Perfumery. – J. McMillan & Co. have just received a large stock of perfumery, for the hair, handkerchief, or breath – put up in ornamental and plain bottles, pitchers, etc. The price of these purfumes is only about one-third of what they have formerly been sold at in this town, while the quality is every way equal to any ever before offered to the public. Ladies and gents will please call at McMillan’s drug store, and examine the stock and prices.
Another Company. – We learn that a company of volunteers is now in a fair way of being gotten up in Industry township. Mr. C. H. Reynolds, who has been instrumental in the work, informs us that he has about thirty men on whom he can rely. As soon as the company can be filled they will be ready to start for the rendezvous. We indulge the hope that there will soon be men enough enrolled to make up the requisite number.
- G. W. Kruse is out with a flaming proclamation for the winter trade. George keeps excellent crackers and candies, and his stock of groceries will be found equal in quality, and as low in price as those of any other house in town. We advise our readers to give him a call, and see if he does not sell his goods on fair terms.
Well Done. – The citizens of Industry – or a portion of them – have subscribed a sum exceeding $300 for the support of the families of the volunteers from that township. We commend this action to the people of other townships.
- Gov. Yates has appointed Thursday next as a grand day for the slaughter of fat turkies, stuffing of children on sweet things, and a day of prayer and praise for a few pious people.
Ladies’ Relief Society.
The ladies of this organization, anxious to make a full provision for the comfort and relief of our sick and wounded soldiers, do hereby urgently solicit donations from all loyal citizens. Money will be received by the treasurer, Mrs. Bartleson; material for clothing by the committee on supplies, Mrs. James M. Campbell, Mrs. D. P. Wells, Mrs. H. C. Twyman; edibles by the committee on general business, Mrs. D. Lawson, Mrs. G. W. Bailey, Miss S. Craig. The society meets every Wednesday at 1 o’clock p. m. All ladies are respectfully invited to attend.
Mrs. Van Vleck, Pres’t
Mrs. Jordan, Sec’y.
Good for McDonough.
The Democracy of McDonough county have elected their entire ticket by a handsome majority. Last fall McDonough was one of the most hotly contested battle grounds of the campaign, and was carried for the republicans only after voters had been imported by wholesale from Warren and other counties where they thought they could be spared. There was a “heavy immigration” of republican “law students,” “clerks,” and “corn huskers” from Monmouth to Macomb a short time before the November election of last year.

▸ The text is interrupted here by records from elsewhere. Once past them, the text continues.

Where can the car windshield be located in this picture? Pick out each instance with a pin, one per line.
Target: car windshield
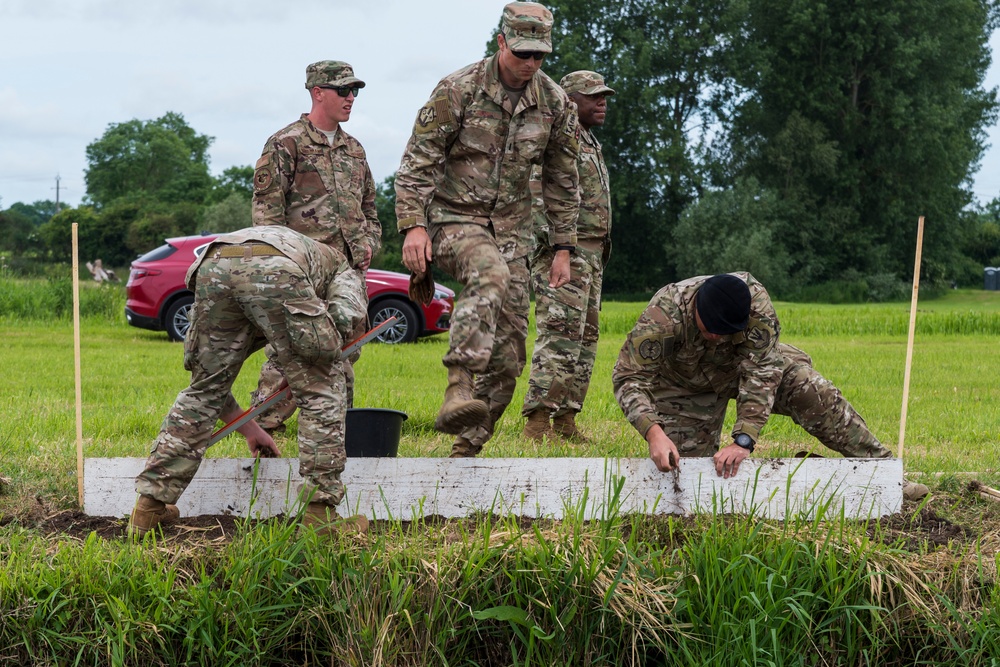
(164, 251)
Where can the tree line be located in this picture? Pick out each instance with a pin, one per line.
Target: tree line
(794, 139)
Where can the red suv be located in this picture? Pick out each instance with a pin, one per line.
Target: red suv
(158, 299)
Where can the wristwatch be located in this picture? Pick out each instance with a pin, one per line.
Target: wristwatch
(745, 441)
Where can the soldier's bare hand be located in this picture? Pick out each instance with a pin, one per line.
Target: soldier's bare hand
(662, 449)
(417, 250)
(559, 274)
(728, 460)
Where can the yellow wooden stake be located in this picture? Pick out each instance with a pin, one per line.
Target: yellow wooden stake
(909, 338)
(76, 365)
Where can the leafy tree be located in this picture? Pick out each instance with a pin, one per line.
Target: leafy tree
(162, 160)
(228, 215)
(57, 234)
(864, 117)
(16, 230)
(234, 180)
(733, 230)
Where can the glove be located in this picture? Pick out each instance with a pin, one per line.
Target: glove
(421, 289)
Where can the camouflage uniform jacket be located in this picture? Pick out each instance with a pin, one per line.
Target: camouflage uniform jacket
(325, 192)
(326, 268)
(470, 156)
(666, 349)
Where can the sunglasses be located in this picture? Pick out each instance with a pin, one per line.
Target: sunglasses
(344, 91)
(524, 55)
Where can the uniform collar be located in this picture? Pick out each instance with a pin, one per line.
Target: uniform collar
(494, 88)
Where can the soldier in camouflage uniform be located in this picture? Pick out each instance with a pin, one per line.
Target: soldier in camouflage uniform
(706, 340)
(567, 318)
(255, 286)
(462, 201)
(314, 178)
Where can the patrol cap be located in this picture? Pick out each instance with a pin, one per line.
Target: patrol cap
(527, 26)
(585, 82)
(723, 304)
(331, 73)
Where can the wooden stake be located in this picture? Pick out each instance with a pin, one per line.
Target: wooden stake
(909, 338)
(76, 365)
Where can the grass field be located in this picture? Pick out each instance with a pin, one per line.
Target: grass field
(919, 588)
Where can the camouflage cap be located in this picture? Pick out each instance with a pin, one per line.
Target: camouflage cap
(527, 26)
(331, 73)
(585, 82)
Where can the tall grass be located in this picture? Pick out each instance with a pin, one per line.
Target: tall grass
(626, 590)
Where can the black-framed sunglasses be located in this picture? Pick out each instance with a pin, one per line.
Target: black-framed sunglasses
(344, 91)
(524, 55)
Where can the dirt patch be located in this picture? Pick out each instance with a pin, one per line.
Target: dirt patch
(921, 527)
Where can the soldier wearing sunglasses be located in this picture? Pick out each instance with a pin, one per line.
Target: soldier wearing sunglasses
(463, 203)
(314, 178)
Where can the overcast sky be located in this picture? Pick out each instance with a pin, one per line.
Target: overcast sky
(236, 71)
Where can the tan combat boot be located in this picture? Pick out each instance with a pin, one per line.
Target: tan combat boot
(537, 426)
(914, 492)
(326, 523)
(460, 411)
(565, 425)
(149, 513)
(464, 449)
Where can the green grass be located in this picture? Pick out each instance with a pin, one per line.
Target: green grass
(640, 590)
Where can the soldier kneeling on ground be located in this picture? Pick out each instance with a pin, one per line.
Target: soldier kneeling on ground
(256, 286)
(709, 339)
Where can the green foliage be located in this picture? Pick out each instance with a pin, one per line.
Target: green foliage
(234, 180)
(733, 230)
(864, 118)
(390, 257)
(232, 213)
(164, 160)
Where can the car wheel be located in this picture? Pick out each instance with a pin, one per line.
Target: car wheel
(407, 325)
(178, 318)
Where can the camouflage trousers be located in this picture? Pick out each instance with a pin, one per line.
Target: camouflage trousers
(495, 386)
(271, 378)
(238, 307)
(567, 321)
(694, 422)
(469, 253)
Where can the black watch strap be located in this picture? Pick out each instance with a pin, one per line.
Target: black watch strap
(745, 441)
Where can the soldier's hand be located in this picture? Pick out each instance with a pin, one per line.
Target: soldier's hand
(662, 449)
(417, 250)
(728, 460)
(559, 274)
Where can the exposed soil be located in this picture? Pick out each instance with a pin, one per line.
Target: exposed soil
(960, 517)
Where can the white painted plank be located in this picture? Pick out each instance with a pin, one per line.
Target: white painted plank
(405, 488)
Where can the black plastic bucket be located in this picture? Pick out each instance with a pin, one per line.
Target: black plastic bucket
(373, 432)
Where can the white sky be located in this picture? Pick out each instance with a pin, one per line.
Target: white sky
(236, 71)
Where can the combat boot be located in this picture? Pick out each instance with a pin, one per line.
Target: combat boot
(149, 513)
(537, 426)
(565, 425)
(460, 411)
(914, 492)
(324, 520)
(464, 449)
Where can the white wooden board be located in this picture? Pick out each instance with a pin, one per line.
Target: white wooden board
(405, 488)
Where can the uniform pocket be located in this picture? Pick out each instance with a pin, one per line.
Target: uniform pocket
(311, 332)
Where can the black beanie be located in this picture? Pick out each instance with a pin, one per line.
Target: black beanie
(723, 303)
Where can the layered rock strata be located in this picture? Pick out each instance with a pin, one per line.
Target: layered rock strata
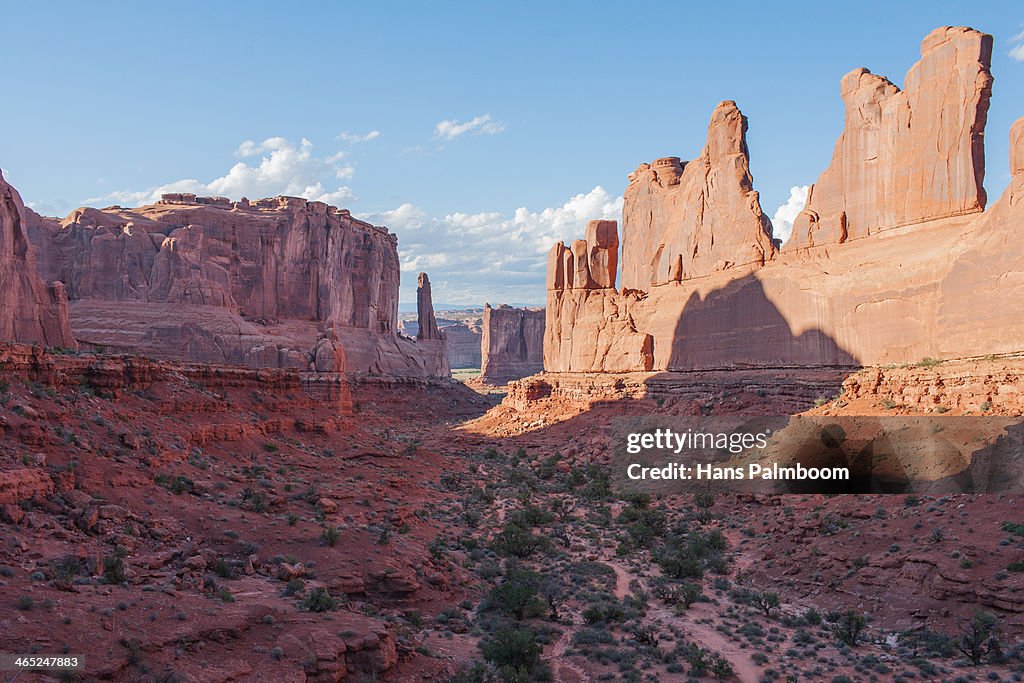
(941, 287)
(687, 219)
(588, 326)
(33, 311)
(511, 344)
(906, 156)
(279, 283)
(463, 342)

Probably they would have repeated their visit this fall, had not their ‘friends’ been fearful that they would be needed at home.
We especially congratulate our friend and former preceptor Professor Jas. W. Matthews upon the very flattering vote he received – his majority being much larger than that of the other candidates. No more able, gentlemanly, or accommodating clerk can be found. Our acquaintance with him runs back to the days of what was once “McDonough College.” As a teacher we ever found him instructive, and pleasant even when occasionally giving us a sound scolding, which, by the way, we always deserved as richly as the Professor does the confidence with which the people of “old McDonough” have honored him. – Carthage Republican.